Senator for Western Australia
- In office 1 July 1971 – 18 May 1974

Personal details
- Born: 12 March 1912 Leederville, Western Australia
- Died: 1 August 1986 (aged 74)
- Party: Independent
- Other political affiliations: Progressive Conservative (1980)
- Occupation: carpenter, contractor

= Syd Negus =

Australian politician

Sydney Ambrose Negus (12 March 1912 – 1 August 1986) was an Australian politician who was an independent senator for Western Australia from 1971 until 1974. He was previously a carpenter and building contractor.

Negus was elected largely on an anti-inheritance tax platform, following the death of his brother, Oscar Negus a judge of the Supreme Court of Western Australia, which led to Syd Negus' realisation of the impost of the tax on widows.
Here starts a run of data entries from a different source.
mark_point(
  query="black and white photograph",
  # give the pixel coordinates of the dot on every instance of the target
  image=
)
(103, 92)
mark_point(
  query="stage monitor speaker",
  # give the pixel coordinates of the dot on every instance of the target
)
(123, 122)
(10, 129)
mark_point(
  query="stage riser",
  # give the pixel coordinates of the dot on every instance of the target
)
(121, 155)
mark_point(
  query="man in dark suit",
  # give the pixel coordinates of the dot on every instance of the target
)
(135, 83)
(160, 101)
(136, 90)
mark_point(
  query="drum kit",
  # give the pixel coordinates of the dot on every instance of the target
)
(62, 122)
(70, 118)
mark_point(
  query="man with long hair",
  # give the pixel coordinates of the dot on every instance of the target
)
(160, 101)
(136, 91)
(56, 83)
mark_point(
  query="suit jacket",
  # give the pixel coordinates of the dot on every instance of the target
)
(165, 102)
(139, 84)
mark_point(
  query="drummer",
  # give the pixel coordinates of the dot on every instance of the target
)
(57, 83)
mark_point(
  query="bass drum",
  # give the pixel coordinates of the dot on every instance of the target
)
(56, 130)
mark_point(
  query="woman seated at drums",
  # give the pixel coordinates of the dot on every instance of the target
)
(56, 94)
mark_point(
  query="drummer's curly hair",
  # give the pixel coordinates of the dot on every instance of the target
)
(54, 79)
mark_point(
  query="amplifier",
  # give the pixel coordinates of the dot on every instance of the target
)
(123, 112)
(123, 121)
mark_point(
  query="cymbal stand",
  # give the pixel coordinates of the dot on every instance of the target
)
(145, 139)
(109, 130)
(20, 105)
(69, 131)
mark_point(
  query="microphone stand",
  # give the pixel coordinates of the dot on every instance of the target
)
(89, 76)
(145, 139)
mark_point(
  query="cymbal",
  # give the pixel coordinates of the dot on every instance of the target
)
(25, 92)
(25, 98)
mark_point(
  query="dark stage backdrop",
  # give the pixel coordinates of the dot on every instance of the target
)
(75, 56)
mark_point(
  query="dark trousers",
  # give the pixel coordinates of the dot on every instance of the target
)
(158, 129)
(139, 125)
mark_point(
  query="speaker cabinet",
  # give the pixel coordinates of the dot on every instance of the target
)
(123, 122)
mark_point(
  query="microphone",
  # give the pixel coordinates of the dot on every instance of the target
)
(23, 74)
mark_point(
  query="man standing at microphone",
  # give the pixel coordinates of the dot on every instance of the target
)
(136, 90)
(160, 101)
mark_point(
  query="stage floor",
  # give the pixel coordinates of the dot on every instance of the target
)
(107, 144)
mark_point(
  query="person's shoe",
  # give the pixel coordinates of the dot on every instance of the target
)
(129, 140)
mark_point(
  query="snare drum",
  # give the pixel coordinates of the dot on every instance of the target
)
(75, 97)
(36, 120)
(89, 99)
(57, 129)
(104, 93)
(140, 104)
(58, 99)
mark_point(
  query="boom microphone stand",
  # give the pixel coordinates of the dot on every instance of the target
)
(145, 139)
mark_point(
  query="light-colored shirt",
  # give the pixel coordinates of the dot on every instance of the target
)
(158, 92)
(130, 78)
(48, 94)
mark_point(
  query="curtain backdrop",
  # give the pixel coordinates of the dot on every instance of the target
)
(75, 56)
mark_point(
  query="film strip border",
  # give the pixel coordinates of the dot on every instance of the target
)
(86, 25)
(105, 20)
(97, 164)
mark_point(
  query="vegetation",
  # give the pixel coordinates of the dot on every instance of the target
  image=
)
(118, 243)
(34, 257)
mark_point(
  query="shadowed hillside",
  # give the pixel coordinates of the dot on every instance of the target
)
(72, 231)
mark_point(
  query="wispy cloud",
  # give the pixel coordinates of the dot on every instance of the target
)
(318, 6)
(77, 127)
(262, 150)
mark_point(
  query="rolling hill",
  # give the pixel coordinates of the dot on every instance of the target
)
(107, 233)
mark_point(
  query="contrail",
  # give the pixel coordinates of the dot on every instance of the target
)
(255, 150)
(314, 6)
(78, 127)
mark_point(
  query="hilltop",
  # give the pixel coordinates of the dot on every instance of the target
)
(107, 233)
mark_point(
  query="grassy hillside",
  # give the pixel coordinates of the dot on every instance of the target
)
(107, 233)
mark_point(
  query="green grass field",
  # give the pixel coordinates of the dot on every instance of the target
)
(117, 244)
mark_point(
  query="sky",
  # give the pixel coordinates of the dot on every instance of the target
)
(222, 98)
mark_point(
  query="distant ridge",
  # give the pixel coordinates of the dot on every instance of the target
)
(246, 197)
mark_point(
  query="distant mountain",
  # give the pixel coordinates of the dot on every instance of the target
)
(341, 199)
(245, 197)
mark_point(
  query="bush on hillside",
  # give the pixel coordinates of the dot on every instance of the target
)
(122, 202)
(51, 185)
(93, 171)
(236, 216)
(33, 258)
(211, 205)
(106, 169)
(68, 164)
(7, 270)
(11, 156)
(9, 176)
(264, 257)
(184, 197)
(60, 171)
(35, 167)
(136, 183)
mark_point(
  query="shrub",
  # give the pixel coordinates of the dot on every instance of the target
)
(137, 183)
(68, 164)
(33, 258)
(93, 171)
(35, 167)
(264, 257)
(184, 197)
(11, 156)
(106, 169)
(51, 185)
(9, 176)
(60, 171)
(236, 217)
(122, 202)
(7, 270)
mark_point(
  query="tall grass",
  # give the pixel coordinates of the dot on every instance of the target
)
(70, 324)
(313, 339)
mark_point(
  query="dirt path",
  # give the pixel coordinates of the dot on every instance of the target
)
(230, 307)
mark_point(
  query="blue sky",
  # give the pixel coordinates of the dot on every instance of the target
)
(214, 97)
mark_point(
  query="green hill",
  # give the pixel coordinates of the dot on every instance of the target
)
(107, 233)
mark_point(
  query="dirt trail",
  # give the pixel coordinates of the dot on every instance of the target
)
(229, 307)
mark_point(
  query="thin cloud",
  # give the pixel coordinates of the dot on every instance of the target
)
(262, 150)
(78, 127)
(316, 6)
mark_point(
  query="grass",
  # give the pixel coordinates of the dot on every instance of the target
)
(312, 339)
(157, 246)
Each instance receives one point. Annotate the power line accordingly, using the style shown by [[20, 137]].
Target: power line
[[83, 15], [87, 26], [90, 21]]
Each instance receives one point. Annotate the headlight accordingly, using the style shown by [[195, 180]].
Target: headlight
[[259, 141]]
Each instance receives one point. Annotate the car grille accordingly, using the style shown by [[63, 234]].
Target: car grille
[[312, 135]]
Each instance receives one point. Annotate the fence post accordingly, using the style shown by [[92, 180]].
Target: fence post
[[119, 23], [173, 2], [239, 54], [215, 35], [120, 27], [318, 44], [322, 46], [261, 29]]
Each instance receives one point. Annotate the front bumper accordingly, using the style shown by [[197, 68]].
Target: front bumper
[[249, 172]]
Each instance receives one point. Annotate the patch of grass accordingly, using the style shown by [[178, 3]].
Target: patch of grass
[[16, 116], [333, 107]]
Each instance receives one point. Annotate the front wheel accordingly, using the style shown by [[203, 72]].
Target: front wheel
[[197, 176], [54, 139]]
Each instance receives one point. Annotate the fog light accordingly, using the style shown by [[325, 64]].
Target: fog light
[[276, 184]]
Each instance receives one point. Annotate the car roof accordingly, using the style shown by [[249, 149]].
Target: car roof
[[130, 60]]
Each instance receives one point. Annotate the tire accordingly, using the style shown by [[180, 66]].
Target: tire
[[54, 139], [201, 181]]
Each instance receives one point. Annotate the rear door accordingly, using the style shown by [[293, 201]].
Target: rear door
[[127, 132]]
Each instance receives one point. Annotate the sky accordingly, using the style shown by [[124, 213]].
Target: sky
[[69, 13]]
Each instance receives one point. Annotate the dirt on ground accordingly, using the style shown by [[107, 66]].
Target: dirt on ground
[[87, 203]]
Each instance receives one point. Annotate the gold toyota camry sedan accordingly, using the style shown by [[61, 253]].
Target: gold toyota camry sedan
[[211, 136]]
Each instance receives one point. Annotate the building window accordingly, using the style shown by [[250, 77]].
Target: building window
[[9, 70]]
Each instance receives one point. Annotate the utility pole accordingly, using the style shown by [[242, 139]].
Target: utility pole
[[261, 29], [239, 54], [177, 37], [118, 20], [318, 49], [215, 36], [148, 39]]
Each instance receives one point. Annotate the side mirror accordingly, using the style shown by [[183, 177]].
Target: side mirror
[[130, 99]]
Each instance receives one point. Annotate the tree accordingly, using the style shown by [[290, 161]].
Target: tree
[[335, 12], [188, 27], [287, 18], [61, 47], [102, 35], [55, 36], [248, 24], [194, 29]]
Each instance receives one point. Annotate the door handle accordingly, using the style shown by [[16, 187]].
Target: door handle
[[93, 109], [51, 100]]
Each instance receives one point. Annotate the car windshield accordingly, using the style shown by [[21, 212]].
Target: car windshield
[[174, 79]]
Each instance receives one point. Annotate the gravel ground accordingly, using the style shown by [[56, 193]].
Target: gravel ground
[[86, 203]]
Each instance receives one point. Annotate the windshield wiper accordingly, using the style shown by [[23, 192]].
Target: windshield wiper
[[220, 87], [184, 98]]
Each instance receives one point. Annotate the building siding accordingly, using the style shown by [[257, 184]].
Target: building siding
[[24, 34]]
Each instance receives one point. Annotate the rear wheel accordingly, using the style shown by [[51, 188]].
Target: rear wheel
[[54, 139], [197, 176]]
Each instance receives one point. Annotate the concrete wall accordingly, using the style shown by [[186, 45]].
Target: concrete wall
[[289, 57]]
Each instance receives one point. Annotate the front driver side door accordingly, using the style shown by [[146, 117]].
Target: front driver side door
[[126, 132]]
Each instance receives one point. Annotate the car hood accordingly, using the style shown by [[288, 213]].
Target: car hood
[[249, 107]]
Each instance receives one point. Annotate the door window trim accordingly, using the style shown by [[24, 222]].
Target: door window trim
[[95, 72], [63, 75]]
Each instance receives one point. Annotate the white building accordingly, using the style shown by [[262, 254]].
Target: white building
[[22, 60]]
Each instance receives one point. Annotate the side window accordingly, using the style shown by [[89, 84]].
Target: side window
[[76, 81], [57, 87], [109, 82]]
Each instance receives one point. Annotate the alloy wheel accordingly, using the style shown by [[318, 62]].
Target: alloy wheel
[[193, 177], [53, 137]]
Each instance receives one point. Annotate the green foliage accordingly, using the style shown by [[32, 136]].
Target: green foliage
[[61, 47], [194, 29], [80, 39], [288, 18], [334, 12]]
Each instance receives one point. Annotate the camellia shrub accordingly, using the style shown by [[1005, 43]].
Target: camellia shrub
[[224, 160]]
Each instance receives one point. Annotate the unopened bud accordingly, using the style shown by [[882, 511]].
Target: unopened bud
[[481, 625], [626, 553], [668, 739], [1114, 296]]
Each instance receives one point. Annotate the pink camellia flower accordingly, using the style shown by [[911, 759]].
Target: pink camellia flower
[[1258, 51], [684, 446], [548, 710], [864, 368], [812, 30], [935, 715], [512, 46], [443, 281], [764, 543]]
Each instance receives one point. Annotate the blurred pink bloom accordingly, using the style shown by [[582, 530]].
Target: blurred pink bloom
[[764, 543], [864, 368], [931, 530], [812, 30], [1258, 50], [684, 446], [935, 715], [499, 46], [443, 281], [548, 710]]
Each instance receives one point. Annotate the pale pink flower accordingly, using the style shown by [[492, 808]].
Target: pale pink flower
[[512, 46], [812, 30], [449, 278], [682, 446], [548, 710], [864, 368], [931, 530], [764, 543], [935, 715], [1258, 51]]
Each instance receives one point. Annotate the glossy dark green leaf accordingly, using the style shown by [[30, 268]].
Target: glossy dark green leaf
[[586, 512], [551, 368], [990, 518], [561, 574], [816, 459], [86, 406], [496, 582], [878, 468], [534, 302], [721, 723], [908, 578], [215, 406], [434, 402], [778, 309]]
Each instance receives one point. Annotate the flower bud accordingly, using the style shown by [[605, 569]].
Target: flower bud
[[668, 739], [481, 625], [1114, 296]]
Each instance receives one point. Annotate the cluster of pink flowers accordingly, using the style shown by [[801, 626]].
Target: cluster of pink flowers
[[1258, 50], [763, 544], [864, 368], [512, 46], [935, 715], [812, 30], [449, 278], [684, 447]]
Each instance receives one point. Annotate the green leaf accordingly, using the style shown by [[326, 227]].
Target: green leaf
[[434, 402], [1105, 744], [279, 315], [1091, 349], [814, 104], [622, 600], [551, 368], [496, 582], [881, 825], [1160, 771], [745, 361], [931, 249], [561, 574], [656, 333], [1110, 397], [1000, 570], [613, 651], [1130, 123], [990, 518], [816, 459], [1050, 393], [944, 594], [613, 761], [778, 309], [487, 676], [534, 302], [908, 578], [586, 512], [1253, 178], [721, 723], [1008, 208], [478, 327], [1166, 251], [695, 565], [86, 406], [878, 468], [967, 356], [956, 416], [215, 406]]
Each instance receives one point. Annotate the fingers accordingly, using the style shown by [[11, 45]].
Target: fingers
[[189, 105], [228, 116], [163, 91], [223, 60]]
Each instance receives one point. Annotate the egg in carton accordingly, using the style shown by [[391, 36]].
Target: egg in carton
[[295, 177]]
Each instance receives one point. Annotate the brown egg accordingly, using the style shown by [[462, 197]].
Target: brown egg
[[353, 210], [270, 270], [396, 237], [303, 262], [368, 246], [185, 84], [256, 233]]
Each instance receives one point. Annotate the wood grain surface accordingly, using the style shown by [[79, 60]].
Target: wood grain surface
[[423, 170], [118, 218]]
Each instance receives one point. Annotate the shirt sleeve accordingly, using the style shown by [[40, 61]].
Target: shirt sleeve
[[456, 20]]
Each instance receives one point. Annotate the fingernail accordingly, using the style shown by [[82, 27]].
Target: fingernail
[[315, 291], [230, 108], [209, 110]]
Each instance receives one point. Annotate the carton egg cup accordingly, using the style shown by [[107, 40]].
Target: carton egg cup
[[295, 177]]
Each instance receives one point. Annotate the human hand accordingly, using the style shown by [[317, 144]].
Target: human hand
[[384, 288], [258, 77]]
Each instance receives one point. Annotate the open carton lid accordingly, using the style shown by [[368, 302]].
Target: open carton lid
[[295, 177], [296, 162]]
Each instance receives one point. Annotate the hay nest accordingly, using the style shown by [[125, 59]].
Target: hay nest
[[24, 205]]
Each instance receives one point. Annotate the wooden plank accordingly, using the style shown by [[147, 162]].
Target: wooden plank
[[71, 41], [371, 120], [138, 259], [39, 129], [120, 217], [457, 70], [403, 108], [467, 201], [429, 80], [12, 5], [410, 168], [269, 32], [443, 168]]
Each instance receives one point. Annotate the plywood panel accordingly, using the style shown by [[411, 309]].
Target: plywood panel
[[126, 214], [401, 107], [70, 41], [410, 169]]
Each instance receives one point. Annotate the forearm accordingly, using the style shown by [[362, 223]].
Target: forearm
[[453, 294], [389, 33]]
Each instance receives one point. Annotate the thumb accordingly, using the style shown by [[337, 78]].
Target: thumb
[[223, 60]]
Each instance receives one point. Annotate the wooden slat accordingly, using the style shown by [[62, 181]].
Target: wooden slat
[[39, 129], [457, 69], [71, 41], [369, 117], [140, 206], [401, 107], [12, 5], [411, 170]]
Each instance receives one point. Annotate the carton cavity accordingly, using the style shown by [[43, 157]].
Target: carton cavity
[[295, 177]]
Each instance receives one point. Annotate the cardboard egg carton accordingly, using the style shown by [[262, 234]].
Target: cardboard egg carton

His campaign established a groundswell of public support and Queensland was the first state to abolish inheritance taxes in 1977; the Commonwealth of Australia and other states followed soon after by abolishing their respective inheritance and gift taxes.

Negus was defeated in the 1974 election. He later contested the 1975 Bass by-election as an independent and, at the 1980 federal election, was a candidate for the far-right, anti-immigration Progressive Conservative Party.

Negus was president of the West Australian Sporting Car Club and competed in the Australian Grand Prix on several occasions.